School of Artificial Intelligence and Data Science, Hebei University of Technology, Tianjin 300131, China.
Engineering Research Center of Intelligent Rehabilitation Device and Detection Technology, Ministry of Education, Tianjin 300131, China.
Sensors (Basel). 2021 Feb 6;21(4):1147. doi: 10.3390/s21041147.

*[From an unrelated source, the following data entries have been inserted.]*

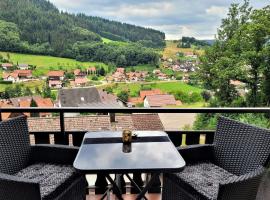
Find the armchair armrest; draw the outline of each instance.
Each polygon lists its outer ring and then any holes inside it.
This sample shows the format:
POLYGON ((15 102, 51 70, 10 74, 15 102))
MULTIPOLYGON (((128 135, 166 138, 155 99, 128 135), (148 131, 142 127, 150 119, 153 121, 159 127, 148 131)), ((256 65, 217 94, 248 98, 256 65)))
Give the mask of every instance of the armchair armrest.
POLYGON ((189 145, 177 148, 187 164, 209 161, 214 163, 214 145, 189 145))
MULTIPOLYGON (((229 199, 256 199, 256 194, 262 177, 266 173, 266 168, 260 166, 252 172, 229 178, 219 185, 219 197, 229 199)), ((219 198, 218 198, 219 199, 219 198)))
POLYGON ((33 145, 31 146, 31 163, 47 162, 73 165, 78 147, 66 145, 33 145))
POLYGON ((41 199, 39 184, 24 178, 0 173, 0 199, 41 199))

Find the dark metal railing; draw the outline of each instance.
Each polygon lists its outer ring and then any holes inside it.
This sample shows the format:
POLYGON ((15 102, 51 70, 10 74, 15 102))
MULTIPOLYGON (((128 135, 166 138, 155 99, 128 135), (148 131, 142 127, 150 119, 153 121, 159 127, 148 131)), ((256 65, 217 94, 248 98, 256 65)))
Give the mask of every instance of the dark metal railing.
MULTIPOLYGON (((0 121, 2 121, 1 113, 58 113, 60 120, 60 131, 40 131, 30 132, 30 135, 34 135, 35 143, 48 144, 50 143, 50 135, 54 136, 55 144, 69 144, 69 136, 72 135, 73 145, 80 146, 85 131, 67 131, 65 129, 65 113, 108 113, 110 114, 111 122, 115 120, 115 113, 132 114, 132 113, 268 113, 270 114, 270 108, 0 108, 0 121)), ((206 144, 213 143, 215 131, 201 130, 201 131, 181 131, 173 130, 166 131, 175 146, 183 144, 183 138, 185 136, 185 145, 199 144, 200 138, 203 135, 206 144)), ((141 174, 134 174, 133 178, 136 183, 141 187, 142 178, 141 174)), ((125 185, 122 181, 122 186, 125 185)), ((106 179, 102 175, 97 176, 95 191, 96 193, 102 193, 106 190, 106 179)), ((161 183, 156 181, 154 187, 150 192, 159 192, 161 183)), ((136 193, 134 187, 131 189, 136 193)))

The intelligent prosthesis driven by electromyography (EMG) signal provides a solution for the movement of the disabled. The proper position of EMG sensors can improve the prosthesis's motion recognition ability. To exert the amputee's action-oriented ability and the prosthesis' control ability, the EMG spatial distribution and internal connection of the prosthetic wearer is analyzed in three kinds of movement conditions: appropriate angle, excessive angle, and angle too small. Firstly, the correlation characteristics between the EMG channels are analyzed by mutual information to construct a muscle functional network. Secondly, the network's features of different movement conditions are analyzed by calculating the characteristic of nodes and evaluating the importance of nodes. Finally, the convergent cross-mapping method is applied to construct a directed network, and the critical muscle groups which can reflect the user's movement intention are determined. Experiment shows that this method can accurately determine the EMG location and simplify the distribution of EMG sensors inside the prosthetic socket. The network characteristics of key muscle groups can distinguish different movements effectively and provide a new strategy for decoding the relationship between limb nerve control and body movement.
基于肌电信号的智能假肢为残疾人的运动提供了一种解决方案。肌电传感器的适当位置可以提高假肢的运动识别能力。为了发挥截肢者的动作导向能力和假肢的控制能力,对三种运动状态(适当角度、过大角度和角度过小)下的假肢穿戴者的肌电空间分布和内部连接进行了分析。首先,通过互信息分析肌电通道之间的相关特征,构建肌肉功能网络。其次,通过计算节点特征和评估节点重要性来分析不同运动状态下网络的特征。最后,应用收敛互映射方法构建有向网络,确定能够反映用户运动意图的关键肌肉群。实验表明,该方法可以准确确定肌电位置,并简化假肢插座内肌电传感器的分布。关键肌肉群的网络特征可以有效地区分不同的运动,并为解码肢体神经控制与身体运动之间的关系提供了一种新策略。